My hands looped the blood red yarn around pushpins surrounded by the images of every resident of Sweet Pea, Ohio. It was like a mural of murder victims, taken while they were dripping blood-yarn in the final howls of death. None of the images were flattering, none of them taken with consent or any express purpose beyond establishing a reasonable pattern of accusation. 

A swift and blind accusation with zero basis in the rational world. 

Probable cause was not needed. Not for this investigation. That was too clean and legal for what I had planned. 

A cackle slipped out as I looped another piece of yarn and circled a single picture over and over again. It was her… it had to be. No one else would have the power to orchestrate such a targeted attack of generosity. 

And no one else would risk incurring my wrath.

“I’ll get you my pretty…” 

“Please don’t tell me you’ve lost it.” 

My skin jumped away from its muscles while I whirled around, brandishing the sharpest object available to me at the source of the voice. 

A thumbtack. 

Against Mrs. Margot. 

She was 100 when I was a child, which meant she was probably a thousand now… or a supernatural being. Vampire, werewolf, mummy… 

“Will you put that damn thumbtack down and stop trying to figure out what immortal being I am? We’ve been over this, I’m only 85! And I can’t be taken out with a thumbtack. Remember? You tried when you were six, Cynthia.” 

My lavender eyes flutter down at her shrunken frame. 

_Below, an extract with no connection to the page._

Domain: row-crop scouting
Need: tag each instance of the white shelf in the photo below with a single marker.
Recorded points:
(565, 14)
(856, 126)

“I don’t remember… I was six. And only a vampire would know that I was trying to figure out if she was a vampire. I’m getting garlic!” 

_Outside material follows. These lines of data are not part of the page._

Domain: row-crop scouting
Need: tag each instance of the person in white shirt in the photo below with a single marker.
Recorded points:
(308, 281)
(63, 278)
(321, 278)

Spinning on my foot, I turned toward the rear of my office and the door to my apartment above. The whole space was about 900 sq ft, divided into two levels so I could easily get up there and back before Mrs. Margot could hobble out on her walker. I didn’t have garlic cloves, but I usually had garlic salt.  

It would be perfect for taking her out if she was a vampire OR a snail. 

My first step collided with the hefty fur log half pressed against my leg. 

Down I went, falling the almost six feet between my head and my feet, while angling myself away from the German Shepherd Malinois mix on the floor. 

Landing shoulder first, head tucked, my arm flopped down onto Winnie’s tail, and she screamed. The impact sent a sharp stabbing pain down my arm with a loud pop and I joined her agonizing howl. I was used to falling, and this one wasn’t especially life threatening but occasionally, one just needed to scream. 

For hours, into the sky and curse the world. 

Maybe not the whole world, but I was willing to scream at Florida, bigots and men. 

Also, chickens, goats and whoever designed coffee bags with that inadequate glue on the foldy-tab so it fell off when you tried to open the bag and you were forced to rely on that clear sticker. 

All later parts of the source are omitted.